Browse Articles

Article|11 Feb 2022|OPEN
Deep-learning-based in-field citrus fruit detection and tracking
Wenli Zhang1 , , Jiaqi Wang1 , Yuxin Liu1 , Kaizhen Chen1 , Huibin Li2 , Yulin Duan2 , Wenbin Wu2 , Yun Shi2 and Wei Guo,3 ,
1Information department, Beijing University of Technology, Beijing, 100022, China
2Institute of Agricultural Resources and Regional Planning, Chinese Academy of Agricultural Sciences, Beijing 100081, China
3International Field Phenomics Research Laboratory, Institute for Sustainable Agro-ecosystem Services, The University of Tokyo, Tokyo 188-0002, Japan
*Corresponding author. E-mail:,

Horticulture Research 9,
Article number: uhac003 (2022)
Views: 21

Received: 20 Mar 2021
Accepted: 12 Dec 2021
Published online: 11 Feb 2022


Fruit yield estimation is crucial for establishing fruit harvest and marketing strategies. Recently, computer vision and deep learning techniques have been used to estimate citrus fruit yield and have exhibited notable fruit detection ability. However, computer-vision-based citrus fruit counting has two key limitations: inconsistent fruit detection accuracy and double-counting of the same fruit. Using oranges as the experimental material, this paper proposes a deep-learning-based orange counting algorithm using video sequences to help overcome these problems. The algorithm consists of two sub-algorithms, OrangeYolo for fruit detection and OrangeSort for fruit tracking.

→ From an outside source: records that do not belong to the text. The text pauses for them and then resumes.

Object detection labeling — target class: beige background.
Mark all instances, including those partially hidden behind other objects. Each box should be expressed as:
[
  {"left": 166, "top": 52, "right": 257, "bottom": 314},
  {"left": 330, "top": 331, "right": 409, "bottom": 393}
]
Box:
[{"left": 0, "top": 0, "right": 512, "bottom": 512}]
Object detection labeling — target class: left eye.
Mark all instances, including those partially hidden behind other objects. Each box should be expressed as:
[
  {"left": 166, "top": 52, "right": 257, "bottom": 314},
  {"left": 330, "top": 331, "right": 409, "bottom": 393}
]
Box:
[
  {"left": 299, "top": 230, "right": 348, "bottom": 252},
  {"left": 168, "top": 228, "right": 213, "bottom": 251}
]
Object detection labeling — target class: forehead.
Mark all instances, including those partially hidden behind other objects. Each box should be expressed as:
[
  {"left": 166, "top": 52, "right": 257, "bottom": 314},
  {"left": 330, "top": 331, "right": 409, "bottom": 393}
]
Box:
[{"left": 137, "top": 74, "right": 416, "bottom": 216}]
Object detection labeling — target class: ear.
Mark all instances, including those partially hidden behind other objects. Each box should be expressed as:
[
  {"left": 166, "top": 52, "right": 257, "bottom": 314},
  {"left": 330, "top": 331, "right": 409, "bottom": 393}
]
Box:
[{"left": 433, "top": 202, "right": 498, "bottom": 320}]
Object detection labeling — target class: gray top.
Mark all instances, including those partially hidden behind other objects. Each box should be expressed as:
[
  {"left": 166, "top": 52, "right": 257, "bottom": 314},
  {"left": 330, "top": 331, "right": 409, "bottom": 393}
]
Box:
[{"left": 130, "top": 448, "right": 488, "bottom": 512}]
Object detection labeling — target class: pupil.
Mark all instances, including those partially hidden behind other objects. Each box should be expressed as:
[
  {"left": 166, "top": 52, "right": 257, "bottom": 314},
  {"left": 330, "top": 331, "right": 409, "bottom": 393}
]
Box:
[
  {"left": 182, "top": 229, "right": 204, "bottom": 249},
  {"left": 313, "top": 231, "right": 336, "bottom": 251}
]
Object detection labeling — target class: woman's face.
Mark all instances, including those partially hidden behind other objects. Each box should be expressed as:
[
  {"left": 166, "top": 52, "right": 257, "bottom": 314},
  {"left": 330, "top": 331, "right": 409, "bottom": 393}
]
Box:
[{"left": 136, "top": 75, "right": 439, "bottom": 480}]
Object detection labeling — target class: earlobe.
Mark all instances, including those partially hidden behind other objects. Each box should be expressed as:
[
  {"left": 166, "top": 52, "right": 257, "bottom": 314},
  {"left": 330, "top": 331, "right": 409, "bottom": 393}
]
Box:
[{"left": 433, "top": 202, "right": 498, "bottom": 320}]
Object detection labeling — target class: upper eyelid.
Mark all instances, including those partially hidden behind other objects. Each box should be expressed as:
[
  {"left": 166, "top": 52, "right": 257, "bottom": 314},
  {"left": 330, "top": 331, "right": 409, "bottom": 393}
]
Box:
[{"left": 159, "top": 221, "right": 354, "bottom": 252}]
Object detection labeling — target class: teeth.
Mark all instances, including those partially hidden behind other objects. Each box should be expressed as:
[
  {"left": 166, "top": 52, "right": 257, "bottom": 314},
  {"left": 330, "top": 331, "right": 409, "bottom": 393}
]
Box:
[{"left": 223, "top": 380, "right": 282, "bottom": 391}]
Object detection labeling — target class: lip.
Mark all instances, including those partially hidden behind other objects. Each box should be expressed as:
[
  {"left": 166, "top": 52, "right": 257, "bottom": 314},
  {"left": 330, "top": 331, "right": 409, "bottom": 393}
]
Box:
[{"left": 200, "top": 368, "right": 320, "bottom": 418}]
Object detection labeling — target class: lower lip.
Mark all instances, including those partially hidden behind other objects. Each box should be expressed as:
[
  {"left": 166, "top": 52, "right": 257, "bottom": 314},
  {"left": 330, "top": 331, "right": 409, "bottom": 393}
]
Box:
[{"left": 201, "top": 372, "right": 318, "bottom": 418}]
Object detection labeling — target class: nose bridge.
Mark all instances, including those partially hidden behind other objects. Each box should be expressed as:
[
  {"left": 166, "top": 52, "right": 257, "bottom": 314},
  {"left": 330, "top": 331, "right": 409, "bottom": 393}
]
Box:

The OrangeYolo backbone network is partially based on the YOLOv3 algorithm, which has been improved upon to detect small objects (fruits) at multiple scales. The network structure was adjusted to detect small-scale targets while enabling multiscale target detection. A channel attention and spatial attention multiscale fusion module was introduced to fuse the semantic features of the deep network with the shallow textural detail features. OrangeYolo can achieve mean Average Precision (mAP) values of 0.957 in the citrus dataset, higher than the 0.905, 0.911, and 0.917 achieved with the YOLOv3, YOLOv4, and YOLOv5 algorithms. OrangeSort was designed to alleviate the double-counting problem associated with occluded fruits. A specific tracking region counting strategy and tracking algorithm based on motion displacement estimation were established. Six video sequences taken from two fields containing 22 trees were used as the validation dataset. The proposed method showed better performance (Mean Absolute Error (MAE) = 0.081, Standard Deviation (SD) = 0.08) than video-based manual counting and produced more accurate results than the existing standards Sort and DeepSort (MAE = 0.45 and 1.212; SD = 0.4741 and 1.3975).